消費者庁は、ステルスマーケティングを不当表示として、10月1日付で指定する。運用基準を3月28日に公表した。パブリックコメントの収集を経て、基準案から一部変更された部分がある。
SNS投稿やeコマースサイトのレビュー(商品評価)のほか、新聞や雑誌、放送などの事業者も含め、第三者による発信であるかのように誤認させる表示を規制する。事業者が表示内容の決定に関与したと認められる場合や、客観的な状況に基づいて第三者の自主的な発信とは認められない場合が対象となる。明示的に依頼や指示をしていなくても、将来的に取引が実現する可能性などをほのめかした場合など、間接的に事業者が関与したとみなす例なども、運用基準に盛り込んだ。
メディアに対しても、それまでの取引実態などと比較して、多くの取材謝礼や協力費が支払われるなどの実態があれば、事業者が内容の決定にかかわっていると判断される可能性がある。
一方、購入者に対して、レビュー投稿の謝礼としてクーポンを配布する場合や、SNSキャンペーンへの応募で投稿をする場合でも、「事業者の表示とはならない例」として、「内容について情報のやり取りが一切なく、購入者や応募者が自主的な意思で投稿内容を決めたと認められる場合」が挙げられている。
Webサイトに、購入者や利用者の声を掲載する場合も注意が必要だ。

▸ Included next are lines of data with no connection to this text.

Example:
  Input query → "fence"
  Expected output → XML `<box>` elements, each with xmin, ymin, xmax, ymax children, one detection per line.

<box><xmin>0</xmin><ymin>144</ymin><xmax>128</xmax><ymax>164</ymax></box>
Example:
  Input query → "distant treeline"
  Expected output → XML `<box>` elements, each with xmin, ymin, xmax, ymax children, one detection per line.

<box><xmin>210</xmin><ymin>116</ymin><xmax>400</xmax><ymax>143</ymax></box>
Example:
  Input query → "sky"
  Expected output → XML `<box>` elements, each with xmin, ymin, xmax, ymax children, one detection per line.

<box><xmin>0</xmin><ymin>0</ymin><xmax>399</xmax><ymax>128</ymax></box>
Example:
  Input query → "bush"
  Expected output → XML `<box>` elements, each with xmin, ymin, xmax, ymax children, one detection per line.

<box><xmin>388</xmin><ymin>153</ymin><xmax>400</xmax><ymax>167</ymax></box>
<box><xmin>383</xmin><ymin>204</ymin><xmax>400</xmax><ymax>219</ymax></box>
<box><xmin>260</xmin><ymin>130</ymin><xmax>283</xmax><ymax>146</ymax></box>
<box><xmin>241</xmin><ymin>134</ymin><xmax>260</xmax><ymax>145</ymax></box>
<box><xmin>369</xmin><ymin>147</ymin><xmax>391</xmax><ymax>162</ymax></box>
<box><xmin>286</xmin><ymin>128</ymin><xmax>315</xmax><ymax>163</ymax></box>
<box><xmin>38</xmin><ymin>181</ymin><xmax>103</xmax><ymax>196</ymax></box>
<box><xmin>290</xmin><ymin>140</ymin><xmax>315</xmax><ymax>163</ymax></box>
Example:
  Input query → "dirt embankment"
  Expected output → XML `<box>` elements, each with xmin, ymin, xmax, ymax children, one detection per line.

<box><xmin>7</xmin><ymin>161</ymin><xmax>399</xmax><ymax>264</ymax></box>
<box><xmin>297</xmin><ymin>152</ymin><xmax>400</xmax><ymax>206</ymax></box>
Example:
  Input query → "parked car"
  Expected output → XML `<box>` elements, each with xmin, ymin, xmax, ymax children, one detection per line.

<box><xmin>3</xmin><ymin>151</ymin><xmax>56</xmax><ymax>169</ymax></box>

都合のよい投稿のみを抽出していることが消費者にわかりづらかったり、投稿内容を改変して、商品・サービスの良い点だけを取り上げたりするなどの恣意性があると、事業者の表示となることが想定される。
消費者委員会は、アフィリエイト広告やステルスマーケティングに関する施策について「効果の検証が重要」とし、「消費者や事業者の認知度や理解度、法執行件数などKPI(=重要業績評価指標)を設定すること」を求めている。